17.8. Non-Atomic Transactions and Heuristic Outcomes

In order to guarantee atomicity, the two-phase commit protocol is blocking. As a result of failures, participants may remain blocked for an indefinite period of time, even if failure recovery mechanisms exist. Some applications and participants cannot tolerate this blocking.
To break this blocking nature, participants that are past the prepare phase are allowed to make autonomous decisions about whether to commit or rollback. Such a participant must record its decision, so that it can complete the original transaction if it eventually gets a request to do so. If the coordinator eventually informs the participant of the transaction outcome, and it is the same as the choice the participant made, no conflict exists. If the decisions of the participant and coordinator are different, the situation is referred to as a non-atomic outcome, and more specifically as a heuristic outcome.
Resolving and reporting heuristic outcomes to the application is usually the domain of complex, manually driven system administration tools, because attempting an automatic resolution requires semantic information about the nature of participants involved in the transactions.
Precisely when a participant makes a heuristic decision depends on the specific implementation. Likewise, the choice the participant makes about whether to commit or to roll back depends upon the implementation, and possibly the application and the environment in which it finds itself. The possible heuristic outcomes are discussed in Table 17.2, “Heuristic Outcomes”.

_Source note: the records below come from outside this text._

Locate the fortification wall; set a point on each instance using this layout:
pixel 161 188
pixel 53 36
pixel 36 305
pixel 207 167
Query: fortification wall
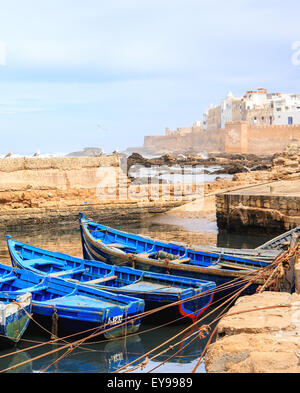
pixel 49 190
pixel 237 137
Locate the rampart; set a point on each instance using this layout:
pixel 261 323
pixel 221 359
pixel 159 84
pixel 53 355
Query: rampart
pixel 236 137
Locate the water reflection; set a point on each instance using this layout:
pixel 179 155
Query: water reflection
pixel 108 356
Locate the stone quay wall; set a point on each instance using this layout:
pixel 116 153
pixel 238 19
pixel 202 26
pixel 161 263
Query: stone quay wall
pixel 241 211
pixel 50 190
pixel 236 137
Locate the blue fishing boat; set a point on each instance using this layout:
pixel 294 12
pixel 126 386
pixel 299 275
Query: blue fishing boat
pixel 154 288
pixel 15 313
pixel 73 307
pixel 112 246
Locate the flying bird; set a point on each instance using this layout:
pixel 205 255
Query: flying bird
pixel 36 154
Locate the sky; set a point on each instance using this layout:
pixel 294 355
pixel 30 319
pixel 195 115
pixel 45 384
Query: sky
pixel 96 73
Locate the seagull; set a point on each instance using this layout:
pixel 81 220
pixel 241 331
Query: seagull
pixel 36 154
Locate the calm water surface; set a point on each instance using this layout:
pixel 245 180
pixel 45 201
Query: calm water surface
pixel 103 356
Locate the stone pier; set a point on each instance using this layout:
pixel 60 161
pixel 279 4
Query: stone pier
pixel 271 207
pixel 263 336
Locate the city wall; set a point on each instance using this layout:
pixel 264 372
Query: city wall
pixel 50 190
pixel 237 137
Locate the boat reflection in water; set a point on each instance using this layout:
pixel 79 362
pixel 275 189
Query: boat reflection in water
pixel 106 356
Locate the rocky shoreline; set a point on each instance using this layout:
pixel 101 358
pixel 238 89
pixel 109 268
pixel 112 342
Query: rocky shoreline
pixel 260 334
pixel 49 190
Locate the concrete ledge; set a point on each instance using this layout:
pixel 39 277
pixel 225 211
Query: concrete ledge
pixel 260 341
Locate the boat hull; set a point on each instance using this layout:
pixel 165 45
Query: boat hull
pixel 14 319
pixel 229 280
pixel 156 290
pixel 75 308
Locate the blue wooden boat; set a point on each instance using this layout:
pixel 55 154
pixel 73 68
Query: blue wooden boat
pixel 76 306
pixel 154 288
pixel 102 243
pixel 15 312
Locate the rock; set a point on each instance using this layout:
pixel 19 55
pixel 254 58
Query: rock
pixel 255 340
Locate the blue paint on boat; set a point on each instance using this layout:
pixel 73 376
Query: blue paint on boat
pixel 78 307
pixel 15 313
pixel 155 289
pixel 102 243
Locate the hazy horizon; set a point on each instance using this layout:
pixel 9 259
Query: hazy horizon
pixel 105 74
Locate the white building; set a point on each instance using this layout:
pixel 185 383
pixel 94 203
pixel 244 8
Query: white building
pixel 226 109
pixel 286 109
pixel 257 107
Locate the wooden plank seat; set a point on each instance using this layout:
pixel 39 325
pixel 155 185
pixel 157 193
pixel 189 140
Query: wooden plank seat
pixel 117 245
pixel 99 280
pixel 7 279
pixel 181 260
pixel 65 272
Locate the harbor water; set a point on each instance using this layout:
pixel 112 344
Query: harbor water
pixel 33 354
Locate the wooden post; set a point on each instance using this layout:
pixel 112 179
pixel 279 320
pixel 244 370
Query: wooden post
pixel 287 283
pixel 297 275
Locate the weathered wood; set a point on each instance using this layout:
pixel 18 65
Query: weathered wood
pixel 98 280
pixel 297 274
pixel 287 282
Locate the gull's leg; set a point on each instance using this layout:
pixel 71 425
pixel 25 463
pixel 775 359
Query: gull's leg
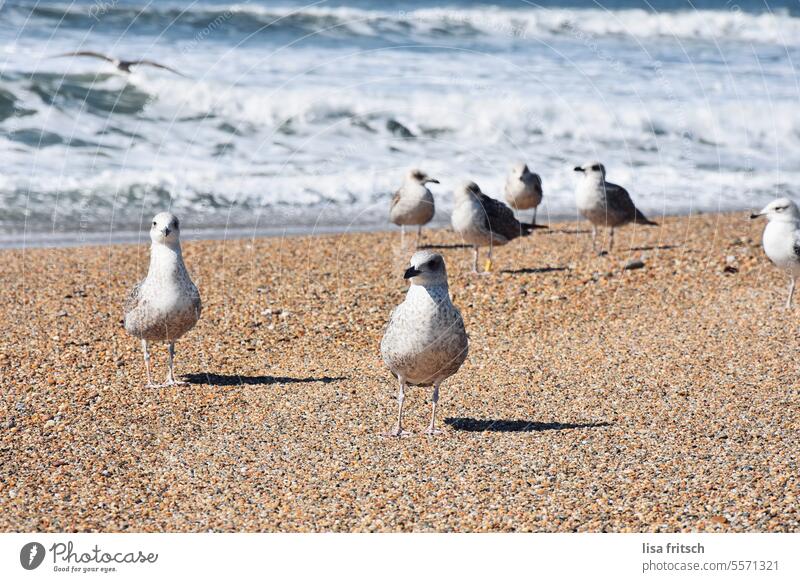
pixel 147 362
pixel 434 401
pixel 401 396
pixel 171 381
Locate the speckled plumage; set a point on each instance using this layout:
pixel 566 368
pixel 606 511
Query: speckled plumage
pixel 412 204
pixel 482 221
pixel 523 188
pixel 425 341
pixel 605 204
pixel 781 239
pixel 166 304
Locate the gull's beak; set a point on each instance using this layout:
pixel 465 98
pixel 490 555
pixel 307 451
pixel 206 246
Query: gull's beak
pixel 411 272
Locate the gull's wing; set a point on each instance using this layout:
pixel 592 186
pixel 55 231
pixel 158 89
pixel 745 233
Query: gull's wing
pixel 619 202
pixel 132 302
pixel 156 65
pixel 85 54
pixel 500 218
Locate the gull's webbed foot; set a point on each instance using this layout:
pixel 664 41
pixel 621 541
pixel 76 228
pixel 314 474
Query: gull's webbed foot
pixel 397 432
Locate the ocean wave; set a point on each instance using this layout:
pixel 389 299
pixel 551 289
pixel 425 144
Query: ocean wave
pixel 430 25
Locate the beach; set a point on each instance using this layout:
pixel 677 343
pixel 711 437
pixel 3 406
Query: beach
pixel 662 398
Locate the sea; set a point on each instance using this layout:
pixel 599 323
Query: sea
pixel 298 117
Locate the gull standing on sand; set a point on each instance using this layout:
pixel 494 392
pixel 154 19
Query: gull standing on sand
pixel 166 304
pixel 524 189
pixel 484 222
pixel 425 341
pixel 413 204
pixel 604 203
pixel 781 239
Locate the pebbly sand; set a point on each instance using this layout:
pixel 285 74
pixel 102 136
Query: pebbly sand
pixel 665 398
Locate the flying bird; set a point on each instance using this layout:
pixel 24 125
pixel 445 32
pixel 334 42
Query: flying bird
pixel 604 203
pixel 121 65
pixel 781 239
pixel 425 341
pixel 484 222
pixel 166 304
pixel 412 204
pixel 524 189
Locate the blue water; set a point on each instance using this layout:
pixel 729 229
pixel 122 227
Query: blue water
pixel 299 114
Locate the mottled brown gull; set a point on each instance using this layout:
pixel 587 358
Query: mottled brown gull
pixel 605 204
pixel 484 222
pixel 425 341
pixel 524 189
pixel 412 204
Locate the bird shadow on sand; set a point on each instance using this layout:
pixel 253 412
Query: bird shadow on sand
pixel 234 380
pixel 534 270
pixel 450 246
pixel 476 425
pixel 654 248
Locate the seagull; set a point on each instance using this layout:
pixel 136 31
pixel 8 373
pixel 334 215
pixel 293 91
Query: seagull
pixel 425 341
pixel 483 221
pixel 604 203
pixel 413 204
pixel 781 238
pixel 166 304
pixel 524 189
pixel 124 66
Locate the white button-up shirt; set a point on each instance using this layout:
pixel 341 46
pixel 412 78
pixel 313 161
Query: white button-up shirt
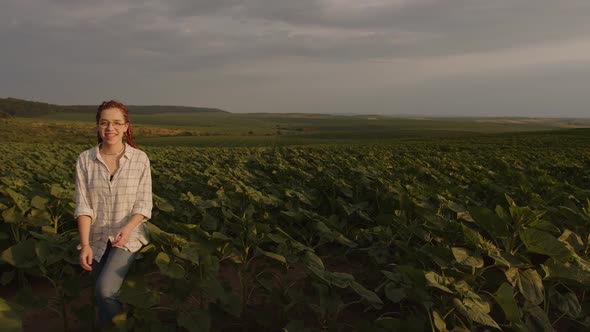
pixel 111 203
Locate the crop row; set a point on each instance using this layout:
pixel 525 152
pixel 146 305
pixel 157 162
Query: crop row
pixel 456 234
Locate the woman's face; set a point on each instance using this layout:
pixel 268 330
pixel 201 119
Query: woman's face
pixel 112 126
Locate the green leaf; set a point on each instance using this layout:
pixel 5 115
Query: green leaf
pixel 439 322
pixel 12 216
pixel 475 312
pixel 195 320
pixel 272 255
pixel 531 286
pixel 567 303
pixel 394 293
pixel 7 277
pixel 569 271
pixel 58 191
pixel 466 257
pixel 11 316
pixel 573 240
pixel 366 294
pixel 39 202
pixel 505 298
pixel 21 255
pixel 540 242
pixel 168 267
pixel 209 222
pixel 162 204
pixel 21 201
pixel 437 281
pixel 38 218
pixel 489 221
pixel 537 319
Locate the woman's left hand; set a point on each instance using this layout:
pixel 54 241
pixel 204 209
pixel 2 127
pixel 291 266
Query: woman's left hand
pixel 122 237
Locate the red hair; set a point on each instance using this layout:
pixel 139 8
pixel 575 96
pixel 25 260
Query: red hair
pixel 115 104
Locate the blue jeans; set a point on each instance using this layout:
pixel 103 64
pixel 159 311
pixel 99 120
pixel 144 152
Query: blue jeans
pixel 108 275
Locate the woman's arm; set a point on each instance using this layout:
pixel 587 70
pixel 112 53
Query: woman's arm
pixel 122 235
pixel 83 214
pixel 86 254
pixel 142 208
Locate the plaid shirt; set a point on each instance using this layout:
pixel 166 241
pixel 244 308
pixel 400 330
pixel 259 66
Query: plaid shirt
pixel 111 203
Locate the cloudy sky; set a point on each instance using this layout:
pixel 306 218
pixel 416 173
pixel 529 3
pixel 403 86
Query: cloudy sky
pixel 413 57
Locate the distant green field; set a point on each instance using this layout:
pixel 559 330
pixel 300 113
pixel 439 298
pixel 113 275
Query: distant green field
pixel 229 129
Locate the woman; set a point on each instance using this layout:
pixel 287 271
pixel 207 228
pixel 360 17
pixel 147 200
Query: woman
pixel 113 199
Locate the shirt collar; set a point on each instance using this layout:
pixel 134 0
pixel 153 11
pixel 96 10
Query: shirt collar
pixel 129 150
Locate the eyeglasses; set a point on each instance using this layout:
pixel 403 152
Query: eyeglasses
pixel 116 125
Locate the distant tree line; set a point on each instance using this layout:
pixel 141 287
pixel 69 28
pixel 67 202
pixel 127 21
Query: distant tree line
pixel 13 107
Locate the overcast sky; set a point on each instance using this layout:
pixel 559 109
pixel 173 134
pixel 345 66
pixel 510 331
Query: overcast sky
pixel 413 57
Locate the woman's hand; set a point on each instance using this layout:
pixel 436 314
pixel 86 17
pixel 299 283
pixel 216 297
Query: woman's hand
pixel 86 257
pixel 122 236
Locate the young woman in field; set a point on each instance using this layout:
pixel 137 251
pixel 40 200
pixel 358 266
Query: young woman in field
pixel 113 199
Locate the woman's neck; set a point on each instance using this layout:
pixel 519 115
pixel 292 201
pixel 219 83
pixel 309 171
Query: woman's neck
pixel 111 148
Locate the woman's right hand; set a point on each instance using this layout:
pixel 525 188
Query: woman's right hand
pixel 86 257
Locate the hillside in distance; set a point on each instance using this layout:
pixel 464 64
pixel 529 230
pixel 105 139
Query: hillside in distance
pixel 13 107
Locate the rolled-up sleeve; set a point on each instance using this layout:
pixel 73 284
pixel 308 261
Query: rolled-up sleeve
pixel 143 203
pixel 83 206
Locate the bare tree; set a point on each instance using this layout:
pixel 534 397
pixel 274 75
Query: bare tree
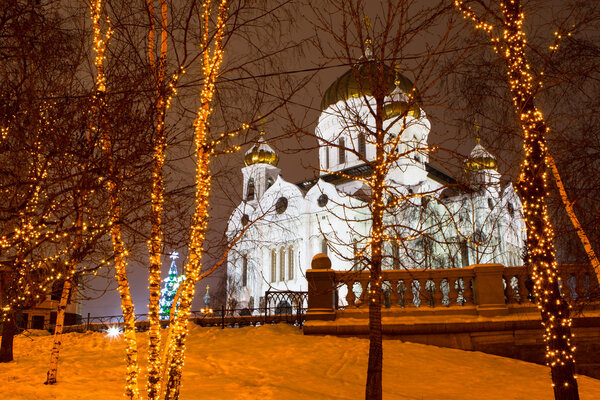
pixel 503 23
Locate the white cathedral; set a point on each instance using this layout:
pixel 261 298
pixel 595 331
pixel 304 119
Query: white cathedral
pixel 431 222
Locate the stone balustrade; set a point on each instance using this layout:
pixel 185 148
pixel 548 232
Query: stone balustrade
pixel 486 289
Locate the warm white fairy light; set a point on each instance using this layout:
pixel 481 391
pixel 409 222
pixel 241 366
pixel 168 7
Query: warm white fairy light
pixel 510 44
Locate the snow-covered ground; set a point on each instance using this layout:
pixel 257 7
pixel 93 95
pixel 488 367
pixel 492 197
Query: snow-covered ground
pixel 278 362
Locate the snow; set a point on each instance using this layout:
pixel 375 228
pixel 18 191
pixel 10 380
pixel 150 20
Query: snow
pixel 277 362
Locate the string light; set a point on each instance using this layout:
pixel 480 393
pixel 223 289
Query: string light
pixel 120 253
pixel 510 45
pixel 211 66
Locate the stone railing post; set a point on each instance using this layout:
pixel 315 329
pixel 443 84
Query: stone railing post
pixel 321 289
pixel 488 290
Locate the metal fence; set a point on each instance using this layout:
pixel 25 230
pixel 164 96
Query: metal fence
pixel 279 306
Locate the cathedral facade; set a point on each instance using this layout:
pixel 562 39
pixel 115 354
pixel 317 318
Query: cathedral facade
pixel 431 220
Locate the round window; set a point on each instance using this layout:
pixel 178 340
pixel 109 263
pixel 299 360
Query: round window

Table 17.2. Heuristic Outcomes

Outcome
Description
Heuristic Rollback
The commit operation failed because some or all of the participants unilaterally rolled back the transaction.
Heuristic Commit
An attempted rollback operation failed because all of the participants unilaterally committed. One situation where this might happen is if the coordinator is able to successfully prepare the transaction, but then decides to roll it back because its transaction log could not be updated. While the coordinator is making its decision, the participants decides to commit.
Heuristic Mixed
Some participants commit ed, while others were rolled back.
Heuristic Hazard
The disposition of some of the updates is unknown. For those which are known, they have either all been committed or all rolled back.
Heuristic decisions should be used with care and only in exceptional circumstances, since the decision may possibly differ from that determined by the transaction service. This type of difference can lead to a loss of integrity in the system. Try to avoid needing to perform resolution of heuristics, either by working with services and participants that do not cause heuristics, or by using a transaction service that provides assistance in the resolution process.